And I have depression.

My mother used to tell me that every time an angel cried, It's tears would fall on a person and that person would become an angel.

My mother passed away 3 years ago.

Not long after she passed, my Dad couldn't handle it anymore and left me. But before he did he dropped me off at my Aunt's, his sister's house.

Ever since then, I've lived here. It is now my "home". But it's not my home. I don't belong here.

Unlike my Father, I stay strong. Or I try to. I don't have many friends. And the people that are my "friends" are only doing so because they feel sorry for me. But I guess I can blame myself for that. I rarely ever talk at school.

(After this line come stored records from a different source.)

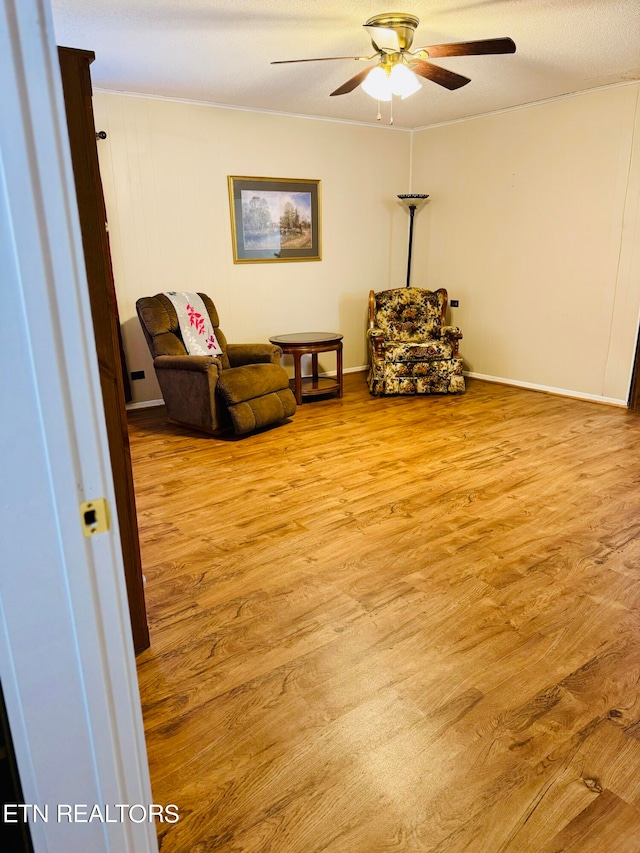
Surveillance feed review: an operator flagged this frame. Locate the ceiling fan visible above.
[271,12,516,101]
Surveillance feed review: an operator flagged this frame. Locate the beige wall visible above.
[413,84,640,400]
[94,92,410,401]
[94,84,640,401]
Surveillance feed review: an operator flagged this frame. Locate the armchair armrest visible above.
[440,326,462,356]
[367,327,387,358]
[153,355,222,373]
[227,344,282,367]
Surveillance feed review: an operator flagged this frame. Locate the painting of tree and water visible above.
[241,189,313,252]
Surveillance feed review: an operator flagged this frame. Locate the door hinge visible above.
[80,498,110,537]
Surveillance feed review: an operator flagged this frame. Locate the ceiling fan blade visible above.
[271,53,376,65]
[414,38,516,59]
[409,59,471,90]
[331,68,371,97]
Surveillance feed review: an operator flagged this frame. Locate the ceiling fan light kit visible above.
[271,12,516,118]
[361,63,422,101]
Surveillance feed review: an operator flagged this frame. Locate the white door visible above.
[0,0,159,853]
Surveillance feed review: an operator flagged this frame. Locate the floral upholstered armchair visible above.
[367,287,465,395]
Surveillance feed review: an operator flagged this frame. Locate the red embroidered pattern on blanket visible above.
[187,304,205,336]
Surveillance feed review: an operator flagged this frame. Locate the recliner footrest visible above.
[218,364,289,406]
[218,364,296,435]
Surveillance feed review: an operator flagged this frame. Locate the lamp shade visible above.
[389,63,422,100]
[398,193,429,209]
[361,65,392,101]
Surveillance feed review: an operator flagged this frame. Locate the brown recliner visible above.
[136,293,296,435]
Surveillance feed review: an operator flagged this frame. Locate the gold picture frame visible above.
[228,175,322,264]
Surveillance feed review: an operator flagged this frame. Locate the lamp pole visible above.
[398,193,429,287]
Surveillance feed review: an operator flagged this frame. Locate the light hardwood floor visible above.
[130,374,640,853]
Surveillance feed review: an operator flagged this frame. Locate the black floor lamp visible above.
[398,193,429,287]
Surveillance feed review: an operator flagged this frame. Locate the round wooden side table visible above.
[269,332,342,405]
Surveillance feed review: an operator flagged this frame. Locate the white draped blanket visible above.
[164,290,222,355]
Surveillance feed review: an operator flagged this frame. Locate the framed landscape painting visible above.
[229,175,322,264]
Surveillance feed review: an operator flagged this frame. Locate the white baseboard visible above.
[463,370,627,409]
[312,364,369,379]
[125,400,164,412]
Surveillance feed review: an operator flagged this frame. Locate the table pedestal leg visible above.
[291,350,302,406]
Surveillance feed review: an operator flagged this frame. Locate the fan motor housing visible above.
[365,12,420,50]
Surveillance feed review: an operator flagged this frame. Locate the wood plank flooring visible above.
[130,374,640,853]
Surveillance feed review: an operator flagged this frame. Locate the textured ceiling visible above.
[51,0,640,127]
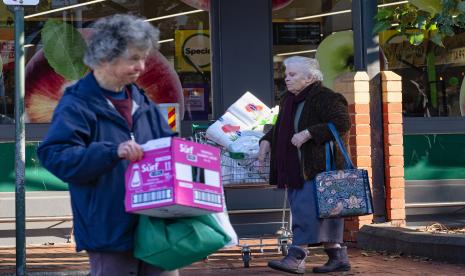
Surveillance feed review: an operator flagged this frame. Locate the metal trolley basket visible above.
[193,131,292,267]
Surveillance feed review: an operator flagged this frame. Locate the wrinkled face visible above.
[104,47,149,86]
[285,64,313,95]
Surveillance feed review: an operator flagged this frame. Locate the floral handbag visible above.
[315,123,373,218]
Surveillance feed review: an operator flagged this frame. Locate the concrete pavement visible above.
[0,240,465,276]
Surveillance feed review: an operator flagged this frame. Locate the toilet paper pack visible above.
[125,137,223,217]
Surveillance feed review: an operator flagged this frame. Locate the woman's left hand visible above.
[291,129,312,148]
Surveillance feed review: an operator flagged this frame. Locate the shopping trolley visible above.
[193,131,292,267]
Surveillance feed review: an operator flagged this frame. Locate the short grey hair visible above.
[283,56,323,81]
[84,14,160,69]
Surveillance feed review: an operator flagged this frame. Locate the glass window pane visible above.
[0,0,211,127]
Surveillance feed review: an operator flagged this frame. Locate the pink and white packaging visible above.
[125,137,223,217]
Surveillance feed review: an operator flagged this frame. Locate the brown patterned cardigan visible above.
[260,83,350,188]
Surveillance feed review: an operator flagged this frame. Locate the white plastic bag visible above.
[213,211,239,248]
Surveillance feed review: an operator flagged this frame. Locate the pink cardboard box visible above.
[125,137,223,217]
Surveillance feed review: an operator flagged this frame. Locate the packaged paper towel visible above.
[227,91,271,129]
[206,112,249,148]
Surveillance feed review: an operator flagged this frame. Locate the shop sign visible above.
[273,22,321,45]
[3,0,39,6]
[175,30,210,72]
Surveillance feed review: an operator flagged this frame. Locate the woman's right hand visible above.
[118,140,144,162]
[258,140,271,173]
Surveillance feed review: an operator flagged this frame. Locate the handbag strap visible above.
[325,123,354,171]
[325,141,336,172]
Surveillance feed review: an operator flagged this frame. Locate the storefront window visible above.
[273,0,465,117]
[0,0,211,123]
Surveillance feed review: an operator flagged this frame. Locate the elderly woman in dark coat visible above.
[259,56,350,274]
[38,15,178,276]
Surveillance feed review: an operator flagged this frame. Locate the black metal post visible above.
[14,6,26,276]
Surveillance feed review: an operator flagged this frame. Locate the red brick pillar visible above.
[381,71,405,226]
[334,72,373,242]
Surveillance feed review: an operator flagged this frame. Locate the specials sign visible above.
[174,30,210,72]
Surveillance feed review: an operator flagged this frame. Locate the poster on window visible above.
[183,84,209,120]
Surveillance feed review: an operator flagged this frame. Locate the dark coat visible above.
[37,73,173,252]
[262,83,350,188]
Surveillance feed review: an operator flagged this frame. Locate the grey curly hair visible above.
[283,56,323,81]
[84,14,160,69]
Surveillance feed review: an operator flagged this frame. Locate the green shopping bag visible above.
[134,215,231,270]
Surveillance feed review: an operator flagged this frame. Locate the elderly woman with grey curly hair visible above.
[38,15,178,275]
[259,56,350,274]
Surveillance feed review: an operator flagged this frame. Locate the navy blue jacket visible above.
[37,73,173,252]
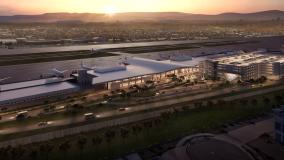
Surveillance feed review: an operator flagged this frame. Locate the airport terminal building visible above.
[199,51,284,81]
[0,57,201,108]
[73,57,199,90]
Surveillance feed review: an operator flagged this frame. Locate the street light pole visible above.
[0,77,11,93]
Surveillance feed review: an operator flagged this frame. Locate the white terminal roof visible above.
[0,79,78,102]
[88,57,204,84]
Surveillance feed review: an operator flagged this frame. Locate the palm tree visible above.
[77,137,87,157]
[240,99,248,106]
[104,129,116,158]
[274,95,282,105]
[120,128,129,140]
[58,141,71,159]
[132,124,142,138]
[29,150,38,160]
[39,144,53,160]
[263,97,270,105]
[92,136,103,155]
[207,100,214,107]
[92,136,103,146]
[251,99,258,106]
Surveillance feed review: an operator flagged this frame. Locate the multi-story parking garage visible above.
[200,51,284,81]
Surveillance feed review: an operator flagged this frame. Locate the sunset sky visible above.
[0,0,284,15]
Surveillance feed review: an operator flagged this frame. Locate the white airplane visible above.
[51,68,68,78]
[0,77,11,82]
[81,62,96,70]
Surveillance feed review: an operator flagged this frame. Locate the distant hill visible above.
[0,10,284,23]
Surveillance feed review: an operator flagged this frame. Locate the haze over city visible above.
[0,0,284,160]
[0,0,284,15]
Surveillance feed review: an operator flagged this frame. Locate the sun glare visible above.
[104,6,117,16]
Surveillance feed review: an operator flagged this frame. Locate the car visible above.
[38,121,48,127]
[84,113,95,120]
[118,108,126,112]
[16,111,28,120]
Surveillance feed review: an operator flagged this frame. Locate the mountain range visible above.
[0,10,284,23]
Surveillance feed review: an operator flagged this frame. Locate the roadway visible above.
[0,85,284,135]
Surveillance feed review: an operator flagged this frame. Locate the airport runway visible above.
[0,37,284,83]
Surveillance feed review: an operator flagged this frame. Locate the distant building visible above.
[274,106,284,144]
[199,51,284,81]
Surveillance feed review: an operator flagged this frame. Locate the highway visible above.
[0,86,284,135]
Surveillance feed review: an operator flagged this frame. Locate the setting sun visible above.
[104,6,118,16]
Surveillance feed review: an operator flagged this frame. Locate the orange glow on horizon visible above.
[0,0,284,14]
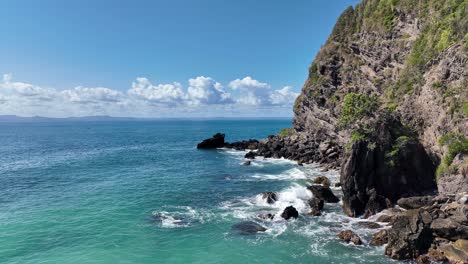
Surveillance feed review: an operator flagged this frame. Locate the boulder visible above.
[197,133,225,149]
[340,116,437,217]
[224,139,260,150]
[241,160,252,166]
[370,229,388,246]
[439,239,468,264]
[385,209,434,260]
[257,213,275,220]
[309,197,324,216]
[262,192,278,204]
[244,151,257,159]
[431,217,468,241]
[232,221,267,235]
[397,196,434,209]
[281,206,299,220]
[338,230,362,245]
[313,176,331,187]
[355,221,382,229]
[307,185,340,203]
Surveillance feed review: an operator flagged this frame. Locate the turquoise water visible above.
[0,120,389,264]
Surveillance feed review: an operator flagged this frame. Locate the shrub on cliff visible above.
[436,133,468,179]
[338,93,379,128]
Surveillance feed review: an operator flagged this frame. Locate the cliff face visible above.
[294,0,468,151]
[293,0,468,192]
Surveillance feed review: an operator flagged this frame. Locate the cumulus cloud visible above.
[0,74,298,117]
[270,86,299,105]
[187,76,233,105]
[61,86,124,104]
[128,77,186,105]
[229,76,299,106]
[229,76,270,89]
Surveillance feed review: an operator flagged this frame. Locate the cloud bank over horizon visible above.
[0,74,299,117]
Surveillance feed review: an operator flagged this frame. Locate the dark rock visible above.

The only person I ever talk to daily is my aunt.

And my mother.

I ask her every night that if she should look upon me and see my situation, That she would be saddened and cry. I would ask her to send her tears to fall on me, so that I could become an Angel and join her in heaven.

But my mother never cried, And I know that. And I know wishing for such foolish things that come from her stories is just, well... Foolish.

So I stay strong.

This morning my aunt plans to take us to the beach for an entire day. I used to love going to the beach with my Mom. I think that's what Aunt Steph is trying to do... replace my mom. But no one could ever do that. She was her own person and everyone knew that.

"Honey, are you ready?" says Aunt Steph
I nod.

"Ok, let's go then."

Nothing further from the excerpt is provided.